Temple’s What 2 Watch: Connecticut
OWLS (9-2, 6-1 AMERICAN ATHLETIC CONFERENCE) vs. HUSKIES (6-5, 4-3 AAC) | PHILADELPHIA
LINCOLN FINANCIAL FIELD, SATURDAY, 7 P.M., ESPNU, 97.5 FM THE FANATIC
In this football season for the ages at Temple, big, meaningful games have not been lacking. Penn State, Cincinnati, Notre Dame and Memphis were all crucial to putting the Owls’ program on the national map, even though many in hometown Philly still have a hard time finding it. But this game, with a berth in the inaugural American Athletic Conference on the line, not to mention a double-digit win regular season for the first time in school history and better bowl position, now jumps to the front of the pack. The two have played the last three years with Temple winning twice, including in a 36-10 cakewalk 14 months ago in East Hartford, Conn. Owls QB P.J. Walker was quite sharp in that one, completing 20 of 29 passes for 231 yards and a TD, but it was DB Tavon Young’s 93-yard “pick-6” that provided the real spark in a game dominated by defense (don’t be fooled by the Temple point total; it only gained 272 yards) and turnovers (a battle won by the Owls, 3-1). Truth is, both teams are dramatically improved since then, with Temple already having improved its win total of a year ago by three games this season and UConn by four. Sophomore QB Bryant Shirreffs (1,992 yards passing and 428 yards rushing) has been a major reason for the Huskies’ emergence.

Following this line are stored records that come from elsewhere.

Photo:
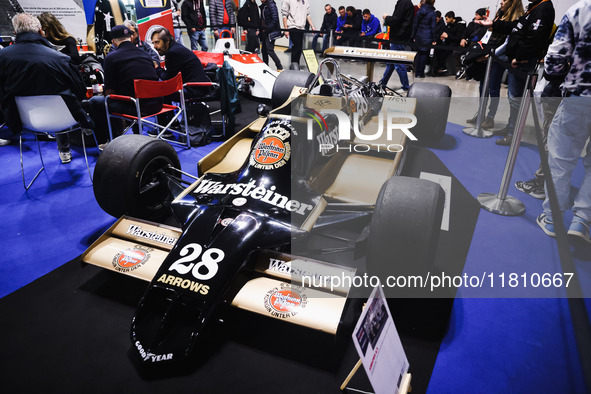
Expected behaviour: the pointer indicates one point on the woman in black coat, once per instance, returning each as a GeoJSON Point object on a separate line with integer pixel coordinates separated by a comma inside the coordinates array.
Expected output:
{"type": "Point", "coordinates": [424, 35]}
{"type": "Point", "coordinates": [58, 36]}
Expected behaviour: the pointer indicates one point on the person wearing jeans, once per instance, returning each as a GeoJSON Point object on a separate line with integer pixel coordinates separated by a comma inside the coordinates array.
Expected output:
{"type": "Point", "coordinates": [295, 13]}
{"type": "Point", "coordinates": [270, 31]}
{"type": "Point", "coordinates": [400, 24]}
{"type": "Point", "coordinates": [329, 22]}
{"type": "Point", "coordinates": [568, 57]}
{"type": "Point", "coordinates": [400, 70]}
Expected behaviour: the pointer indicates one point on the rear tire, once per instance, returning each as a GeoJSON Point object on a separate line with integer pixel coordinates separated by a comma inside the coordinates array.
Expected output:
{"type": "Point", "coordinates": [285, 82]}
{"type": "Point", "coordinates": [125, 177]}
{"type": "Point", "coordinates": [433, 101]}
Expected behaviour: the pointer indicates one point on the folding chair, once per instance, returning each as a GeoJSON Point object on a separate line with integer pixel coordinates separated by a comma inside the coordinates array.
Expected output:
{"type": "Point", "coordinates": [213, 96]}
{"type": "Point", "coordinates": [153, 89]}
{"type": "Point", "coordinates": [46, 115]}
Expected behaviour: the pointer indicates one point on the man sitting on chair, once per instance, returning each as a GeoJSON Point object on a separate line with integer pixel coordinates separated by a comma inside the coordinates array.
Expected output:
{"type": "Point", "coordinates": [32, 67]}
{"type": "Point", "coordinates": [178, 58]}
{"type": "Point", "coordinates": [121, 67]}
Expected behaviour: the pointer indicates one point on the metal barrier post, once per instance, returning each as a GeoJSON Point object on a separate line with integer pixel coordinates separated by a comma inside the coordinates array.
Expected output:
{"type": "Point", "coordinates": [477, 130]}
{"type": "Point", "coordinates": [238, 37]}
{"type": "Point", "coordinates": [500, 203]}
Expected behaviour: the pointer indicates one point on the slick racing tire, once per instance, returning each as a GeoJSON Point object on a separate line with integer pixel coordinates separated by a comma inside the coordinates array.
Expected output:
{"type": "Point", "coordinates": [405, 226]}
{"type": "Point", "coordinates": [433, 101]}
{"type": "Point", "coordinates": [125, 180]}
{"type": "Point", "coordinates": [285, 82]}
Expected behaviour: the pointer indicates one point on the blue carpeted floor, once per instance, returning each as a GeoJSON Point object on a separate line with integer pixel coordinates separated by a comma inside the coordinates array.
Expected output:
{"type": "Point", "coordinates": [493, 345]}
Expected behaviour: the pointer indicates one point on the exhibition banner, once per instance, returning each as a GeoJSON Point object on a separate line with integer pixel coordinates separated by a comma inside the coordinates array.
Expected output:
{"type": "Point", "coordinates": [69, 12]}
{"type": "Point", "coordinates": [152, 15]}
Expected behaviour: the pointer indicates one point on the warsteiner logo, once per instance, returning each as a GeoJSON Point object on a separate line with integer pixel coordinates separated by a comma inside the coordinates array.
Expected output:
{"type": "Point", "coordinates": [285, 301]}
{"type": "Point", "coordinates": [273, 150]}
{"type": "Point", "coordinates": [269, 151]}
{"type": "Point", "coordinates": [131, 259]}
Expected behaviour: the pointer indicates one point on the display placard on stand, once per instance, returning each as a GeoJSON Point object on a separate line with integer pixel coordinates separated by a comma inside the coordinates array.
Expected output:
{"type": "Point", "coordinates": [379, 347]}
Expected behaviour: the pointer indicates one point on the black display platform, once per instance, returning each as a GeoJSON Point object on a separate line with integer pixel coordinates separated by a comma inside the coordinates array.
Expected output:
{"type": "Point", "coordinates": [68, 332]}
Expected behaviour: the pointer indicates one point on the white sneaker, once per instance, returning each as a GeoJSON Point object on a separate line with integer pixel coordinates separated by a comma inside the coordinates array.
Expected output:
{"type": "Point", "coordinates": [65, 157]}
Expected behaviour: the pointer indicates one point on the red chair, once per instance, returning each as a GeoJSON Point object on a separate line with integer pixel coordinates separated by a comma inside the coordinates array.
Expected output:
{"type": "Point", "coordinates": [154, 89]}
{"type": "Point", "coordinates": [214, 95]}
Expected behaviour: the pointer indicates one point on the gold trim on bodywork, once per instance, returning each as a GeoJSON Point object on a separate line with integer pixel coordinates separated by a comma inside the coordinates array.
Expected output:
{"type": "Point", "coordinates": [153, 240]}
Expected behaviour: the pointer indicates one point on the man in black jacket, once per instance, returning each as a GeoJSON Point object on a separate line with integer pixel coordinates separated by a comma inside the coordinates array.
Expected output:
{"type": "Point", "coordinates": [529, 38]}
{"type": "Point", "coordinates": [122, 67]}
{"type": "Point", "coordinates": [329, 22]}
{"type": "Point", "coordinates": [193, 14]}
{"type": "Point", "coordinates": [475, 31]}
{"type": "Point", "coordinates": [351, 28]}
{"type": "Point", "coordinates": [178, 58]}
{"type": "Point", "coordinates": [32, 67]}
{"type": "Point", "coordinates": [248, 18]}
{"type": "Point", "coordinates": [400, 24]}
{"type": "Point", "coordinates": [270, 31]}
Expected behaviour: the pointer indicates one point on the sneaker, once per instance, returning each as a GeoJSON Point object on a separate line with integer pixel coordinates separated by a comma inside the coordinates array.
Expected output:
{"type": "Point", "coordinates": [579, 228]}
{"type": "Point", "coordinates": [65, 157]}
{"type": "Point", "coordinates": [531, 188]}
{"type": "Point", "coordinates": [505, 141]}
{"type": "Point", "coordinates": [546, 225]}
{"type": "Point", "coordinates": [473, 119]}
{"type": "Point", "coordinates": [502, 132]}
{"type": "Point", "coordinates": [488, 123]}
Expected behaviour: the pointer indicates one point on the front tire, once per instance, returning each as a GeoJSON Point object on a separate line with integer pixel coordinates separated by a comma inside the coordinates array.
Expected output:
{"type": "Point", "coordinates": [433, 102]}
{"type": "Point", "coordinates": [126, 176]}
{"type": "Point", "coordinates": [404, 229]}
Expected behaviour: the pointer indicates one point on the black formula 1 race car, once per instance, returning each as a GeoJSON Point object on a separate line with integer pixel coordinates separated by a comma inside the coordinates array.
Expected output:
{"type": "Point", "coordinates": [251, 230]}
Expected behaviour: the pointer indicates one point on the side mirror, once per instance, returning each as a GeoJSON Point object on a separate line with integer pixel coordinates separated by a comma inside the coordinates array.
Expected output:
{"type": "Point", "coordinates": [263, 110]}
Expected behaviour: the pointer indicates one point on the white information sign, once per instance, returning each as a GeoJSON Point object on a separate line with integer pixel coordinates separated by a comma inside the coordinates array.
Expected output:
{"type": "Point", "coordinates": [378, 344]}
{"type": "Point", "coordinates": [445, 182]}
{"type": "Point", "coordinates": [69, 12]}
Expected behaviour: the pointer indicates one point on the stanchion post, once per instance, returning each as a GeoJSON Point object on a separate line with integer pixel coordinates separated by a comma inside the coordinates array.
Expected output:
{"type": "Point", "coordinates": [501, 203]}
{"type": "Point", "coordinates": [477, 130]}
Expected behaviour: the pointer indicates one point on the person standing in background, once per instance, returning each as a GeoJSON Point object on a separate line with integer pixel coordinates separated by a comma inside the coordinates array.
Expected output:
{"type": "Point", "coordinates": [193, 14]}
{"type": "Point", "coordinates": [295, 13]}
{"type": "Point", "coordinates": [369, 28]}
{"type": "Point", "coordinates": [249, 19]}
{"type": "Point", "coordinates": [526, 45]}
{"type": "Point", "coordinates": [270, 31]}
{"type": "Point", "coordinates": [423, 34]}
{"type": "Point", "coordinates": [400, 24]}
{"type": "Point", "coordinates": [329, 22]}
{"type": "Point", "coordinates": [569, 57]}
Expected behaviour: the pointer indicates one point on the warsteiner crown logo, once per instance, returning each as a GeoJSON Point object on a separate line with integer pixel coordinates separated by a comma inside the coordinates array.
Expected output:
{"type": "Point", "coordinates": [273, 150]}
{"type": "Point", "coordinates": [131, 259]}
{"type": "Point", "coordinates": [285, 301]}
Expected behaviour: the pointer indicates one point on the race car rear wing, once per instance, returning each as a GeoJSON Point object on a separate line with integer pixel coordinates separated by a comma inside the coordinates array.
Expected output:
{"type": "Point", "coordinates": [371, 56]}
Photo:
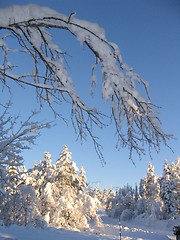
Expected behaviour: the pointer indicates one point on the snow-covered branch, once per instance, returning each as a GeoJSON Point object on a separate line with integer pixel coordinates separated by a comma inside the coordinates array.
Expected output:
{"type": "Point", "coordinates": [29, 26]}
{"type": "Point", "coordinates": [16, 136]}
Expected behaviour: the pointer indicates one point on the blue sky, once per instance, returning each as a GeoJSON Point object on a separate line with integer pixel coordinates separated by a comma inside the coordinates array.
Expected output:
{"type": "Point", "coordinates": [148, 35]}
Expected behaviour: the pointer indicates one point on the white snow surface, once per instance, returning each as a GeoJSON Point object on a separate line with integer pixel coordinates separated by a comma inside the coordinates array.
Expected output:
{"type": "Point", "coordinates": [138, 229]}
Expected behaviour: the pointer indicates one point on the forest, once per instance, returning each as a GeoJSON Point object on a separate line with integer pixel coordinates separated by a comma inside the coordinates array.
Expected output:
{"type": "Point", "coordinates": [58, 195]}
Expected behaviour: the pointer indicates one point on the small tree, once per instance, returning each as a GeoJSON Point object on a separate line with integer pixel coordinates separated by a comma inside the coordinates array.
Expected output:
{"type": "Point", "coordinates": [28, 28]}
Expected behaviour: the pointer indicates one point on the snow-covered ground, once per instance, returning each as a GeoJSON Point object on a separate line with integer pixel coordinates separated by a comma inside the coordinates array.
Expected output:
{"type": "Point", "coordinates": [134, 230]}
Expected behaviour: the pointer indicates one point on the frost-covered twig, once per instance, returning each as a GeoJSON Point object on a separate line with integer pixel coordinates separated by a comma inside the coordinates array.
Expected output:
{"type": "Point", "coordinates": [135, 117]}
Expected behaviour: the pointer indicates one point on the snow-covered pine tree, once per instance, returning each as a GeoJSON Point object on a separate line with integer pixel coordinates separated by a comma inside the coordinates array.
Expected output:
{"type": "Point", "coordinates": [83, 179]}
{"type": "Point", "coordinates": [166, 190]}
{"type": "Point", "coordinates": [67, 171]}
{"type": "Point", "coordinates": [170, 188]}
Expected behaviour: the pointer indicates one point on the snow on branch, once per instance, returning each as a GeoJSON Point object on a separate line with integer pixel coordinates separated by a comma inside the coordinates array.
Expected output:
{"type": "Point", "coordinates": [16, 136]}
{"type": "Point", "coordinates": [29, 26]}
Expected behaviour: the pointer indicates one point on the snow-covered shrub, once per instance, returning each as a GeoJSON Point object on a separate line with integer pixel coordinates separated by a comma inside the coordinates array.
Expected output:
{"type": "Point", "coordinates": [127, 214]}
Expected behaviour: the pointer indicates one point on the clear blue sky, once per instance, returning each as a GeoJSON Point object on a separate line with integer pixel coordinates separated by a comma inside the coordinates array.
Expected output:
{"type": "Point", "coordinates": [148, 34]}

2. Better be prepared for two different offenses
A shorter, more stocky, albeit slightly less skilled version of Memphis star QB Paxton Lynch, Shirreffs could present a lot of problems for the Owls – except for two things: They just shut down Lynch last week with little or no fuss, and Shirreffs may not play due to suffering a head injury during the Huskies’ 20-17 upset of previously unbeaten Houston last week. When healthy, he is a dangerous player for UConn, capable of carrying them past lesser opponents and keeping them in games against better ones. Thing is, he may not play at all against Temple, having had limited participation in practice this week while backup Tim Boyle ran the first-team offense. A more conventional pocket passer, the 6-3, 225-pound junior would seem ideal fodder for the Owls’ defense, unable to escape their rush and either get sacked or turn the ball over. His career TD-to-INT ratio is not the greatest: 1-12 (yes, you read that right). Regardless, Temple would be wise to be prepared for either, or both, to play – and be ready to adjust accordingly, recognizing that WR Noel Thomas and RB Arkeel Newsome will be key outlets to either.

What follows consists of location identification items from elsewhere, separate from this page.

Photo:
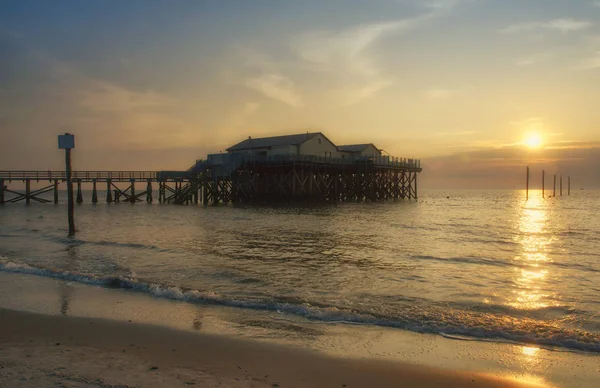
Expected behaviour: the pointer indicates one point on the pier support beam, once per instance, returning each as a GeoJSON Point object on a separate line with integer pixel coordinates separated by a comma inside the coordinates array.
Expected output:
{"type": "Point", "coordinates": [149, 191]}
{"type": "Point", "coordinates": [94, 192]}
{"type": "Point", "coordinates": [79, 192]}
{"type": "Point", "coordinates": [27, 191]}
{"type": "Point", "coordinates": [108, 192]}
{"type": "Point", "coordinates": [543, 183]}
{"type": "Point", "coordinates": [561, 185]}
{"type": "Point", "coordinates": [133, 197]}
{"type": "Point", "coordinates": [55, 191]}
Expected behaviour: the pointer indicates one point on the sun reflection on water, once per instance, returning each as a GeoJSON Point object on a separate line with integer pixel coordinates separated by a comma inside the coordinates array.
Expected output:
{"type": "Point", "coordinates": [532, 269]}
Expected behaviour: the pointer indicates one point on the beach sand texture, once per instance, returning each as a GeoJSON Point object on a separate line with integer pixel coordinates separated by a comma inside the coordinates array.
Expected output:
{"type": "Point", "coordinates": [47, 351]}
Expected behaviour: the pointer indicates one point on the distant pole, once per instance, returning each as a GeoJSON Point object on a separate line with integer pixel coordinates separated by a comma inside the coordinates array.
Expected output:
{"type": "Point", "coordinates": [543, 182]}
{"type": "Point", "coordinates": [527, 185]}
{"type": "Point", "coordinates": [561, 185]}
{"type": "Point", "coordinates": [67, 142]}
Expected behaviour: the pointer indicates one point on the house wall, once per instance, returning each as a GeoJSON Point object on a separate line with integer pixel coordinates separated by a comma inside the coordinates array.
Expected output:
{"type": "Point", "coordinates": [319, 146]}
{"type": "Point", "coordinates": [283, 150]}
{"type": "Point", "coordinates": [371, 150]}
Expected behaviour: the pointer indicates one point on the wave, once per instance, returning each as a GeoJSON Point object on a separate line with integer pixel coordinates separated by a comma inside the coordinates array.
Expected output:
{"type": "Point", "coordinates": [452, 323]}
{"type": "Point", "coordinates": [465, 260]}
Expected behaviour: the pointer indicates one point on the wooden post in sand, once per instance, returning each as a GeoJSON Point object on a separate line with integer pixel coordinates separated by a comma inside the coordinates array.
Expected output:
{"type": "Point", "coordinates": [543, 182]}
{"type": "Point", "coordinates": [561, 185]}
{"type": "Point", "coordinates": [108, 191]}
{"type": "Point", "coordinates": [94, 192]}
{"type": "Point", "coordinates": [527, 185]}
{"type": "Point", "coordinates": [1, 191]}
{"type": "Point", "coordinates": [67, 142]}
{"type": "Point", "coordinates": [56, 191]}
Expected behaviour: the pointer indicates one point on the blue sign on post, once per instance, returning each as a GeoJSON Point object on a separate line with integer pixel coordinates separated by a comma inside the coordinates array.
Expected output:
{"type": "Point", "coordinates": [66, 141]}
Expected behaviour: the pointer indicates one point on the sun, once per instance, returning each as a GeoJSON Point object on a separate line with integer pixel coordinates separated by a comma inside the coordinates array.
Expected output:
{"type": "Point", "coordinates": [533, 140]}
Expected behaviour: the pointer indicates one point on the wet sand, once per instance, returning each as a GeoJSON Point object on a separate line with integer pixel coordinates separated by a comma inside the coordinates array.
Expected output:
{"type": "Point", "coordinates": [39, 350]}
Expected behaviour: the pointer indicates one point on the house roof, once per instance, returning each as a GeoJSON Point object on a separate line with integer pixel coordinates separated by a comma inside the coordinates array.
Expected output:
{"type": "Point", "coordinates": [275, 141]}
{"type": "Point", "coordinates": [355, 147]}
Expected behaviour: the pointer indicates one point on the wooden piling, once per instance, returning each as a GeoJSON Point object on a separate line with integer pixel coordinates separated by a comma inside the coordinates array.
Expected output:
{"type": "Point", "coordinates": [94, 192]}
{"type": "Point", "coordinates": [132, 198]}
{"type": "Point", "coordinates": [108, 192]}
{"type": "Point", "coordinates": [149, 191]}
{"type": "Point", "coordinates": [561, 185]}
{"type": "Point", "coordinates": [79, 192]}
{"type": "Point", "coordinates": [27, 191]}
{"type": "Point", "coordinates": [56, 191]}
{"type": "Point", "coordinates": [70, 204]}
{"type": "Point", "coordinates": [416, 192]}
{"type": "Point", "coordinates": [527, 185]}
{"type": "Point", "coordinates": [543, 183]}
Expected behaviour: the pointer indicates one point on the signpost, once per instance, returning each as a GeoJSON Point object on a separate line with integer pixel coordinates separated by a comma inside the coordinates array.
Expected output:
{"type": "Point", "coordinates": [67, 142]}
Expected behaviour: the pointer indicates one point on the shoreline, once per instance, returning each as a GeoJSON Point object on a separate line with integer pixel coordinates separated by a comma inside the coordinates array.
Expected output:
{"type": "Point", "coordinates": [58, 302]}
{"type": "Point", "coordinates": [40, 350]}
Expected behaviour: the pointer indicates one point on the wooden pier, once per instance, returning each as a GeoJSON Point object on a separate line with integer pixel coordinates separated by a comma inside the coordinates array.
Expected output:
{"type": "Point", "coordinates": [287, 178]}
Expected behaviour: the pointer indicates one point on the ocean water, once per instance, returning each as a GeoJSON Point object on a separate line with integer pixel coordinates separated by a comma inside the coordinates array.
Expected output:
{"type": "Point", "coordinates": [482, 265]}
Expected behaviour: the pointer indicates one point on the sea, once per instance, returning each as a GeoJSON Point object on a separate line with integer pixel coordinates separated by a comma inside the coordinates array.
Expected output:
{"type": "Point", "coordinates": [477, 265]}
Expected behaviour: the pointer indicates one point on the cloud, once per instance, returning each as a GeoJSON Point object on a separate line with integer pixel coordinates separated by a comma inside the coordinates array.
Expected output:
{"type": "Point", "coordinates": [277, 87]}
{"type": "Point", "coordinates": [533, 59]}
{"type": "Point", "coordinates": [557, 25]}
{"type": "Point", "coordinates": [441, 93]}
{"type": "Point", "coordinates": [349, 56]}
{"type": "Point", "coordinates": [104, 96]}
{"type": "Point", "coordinates": [591, 63]}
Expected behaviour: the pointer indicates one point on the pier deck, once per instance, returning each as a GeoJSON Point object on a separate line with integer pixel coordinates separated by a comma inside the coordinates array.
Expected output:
{"type": "Point", "coordinates": [246, 179]}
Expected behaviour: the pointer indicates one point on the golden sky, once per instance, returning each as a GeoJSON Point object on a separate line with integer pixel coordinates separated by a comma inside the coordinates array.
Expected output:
{"type": "Point", "coordinates": [477, 89]}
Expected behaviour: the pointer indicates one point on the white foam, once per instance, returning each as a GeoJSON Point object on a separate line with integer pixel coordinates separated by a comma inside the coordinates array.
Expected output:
{"type": "Point", "coordinates": [457, 325]}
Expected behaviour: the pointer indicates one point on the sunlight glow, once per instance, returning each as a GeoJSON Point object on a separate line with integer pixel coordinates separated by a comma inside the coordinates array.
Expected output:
{"type": "Point", "coordinates": [533, 140]}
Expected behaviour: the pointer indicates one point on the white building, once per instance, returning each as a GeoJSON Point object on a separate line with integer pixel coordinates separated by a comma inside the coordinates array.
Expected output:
{"type": "Point", "coordinates": [314, 144]}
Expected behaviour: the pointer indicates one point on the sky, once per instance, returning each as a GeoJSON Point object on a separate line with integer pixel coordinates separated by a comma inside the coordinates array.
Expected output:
{"type": "Point", "coordinates": [463, 85]}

3. Numbers say 'defensive battle'
For all the positive publicity the Owls have received for their play on D this season, the reality is, statistically speaking, they’ll have the second-best one at the Linc on Saturday night. UConn ranks higher in every major category (total yards allowed per game, passing yards allowed per game and points allowed per game) except one: rushing yards allowed per game. The Huskies are not so much an attacking bunch as they are a read-and-react tackling one. Three of their defenders have 70 or more stops this season, headed by senior DB Andrew Adams (81, including 17 in one game against Navy). They do have a pass-rushing talent in Luke Carrezola, a 6-3, 255-pound sophomore OLB who somehow escaped the recruiting clutch of Temple coach Matt Rhule while playing high school ball in suburban Philly. The Neshaminy product has six sacks this season, including five in the last five games – two, in fact, last week against then-No. 19 Houston. Against Memphis, the Owls were, in a word, awesome. They held one of the nation’s best offenses more than 300 yards and 30 points below its season averages. Everyone knows the deal here – they attack, they swarm and they take their lead from senior LB Tyler Matakevich, who should be bringing home some serious individual hardware after the season.
4. Continue to spread the wealth
Last week was a revelation as the Owls showed wonderful balance in their attack and actually delved deep into their backfield rotation in racking up 200 yards on the ground. With star RB Jahad Thomas slowed by injury and fatigue, and his backup Ryquell Armstead out due to injury, Temple ran freshman David Hood and Jager Gardner a combined 26 times for 104 yards … and Walker another seven for 49. Thomas still got 12 totes for 34 yards, as the coaching staff seemed too preoccupied with trying to utilize him, especially at crucial junctures such as fourth-and-1s that failed miserably with Thomas plunging right into the middle of a pile and getting stopped in his tracks. But, by and large, it was good to see others being used, as it paved the way to a brilliant 14-yard TD run by Hood and opened up the passing game. Walker went 14-for-26 for 261 yards and two TDs, connecting on long ones with WRs Brandon Shippen (49 yards), Robby Anderson (32), Ventell Bryant (31) and TE Colin Thompson (34). It would be wise to continue in that vein, this week and beyond.
5. Leave no doubt
As great as this season has been for Temple football and its long-suffering fans, the Owls haven’t exactly been going all Mike Tyson on opponents, knocking them out early and then standing defiantly over them, just daring them to get up, ready to deliver even more lethal blows. Until Memphis. In their most well-rounded effort of the season, the Owls gave a glimpse of what they can be when all cylinders are running. The defense was dominant and the offense pretty darn efficient, so much so that losing the turnover battle (minus-2) didn’t even factor. The same kind of balanced and well-prepared performance a week earlier likely would have saved them the embarrassment of getting blown out by surging South Florida. That being said, if a 44-23 whooping was needed to really turn on that “Leave No Doubt” switch the rest of the season, perhaps that visit to Tampa, Fla., was the best thing for Rhule’s third edition of Owls, who now stand on the precipice of the best season of Temple football ever. This is no time to let up. This is the time to really to press on and finish up strong, leaving absolutely no doubt.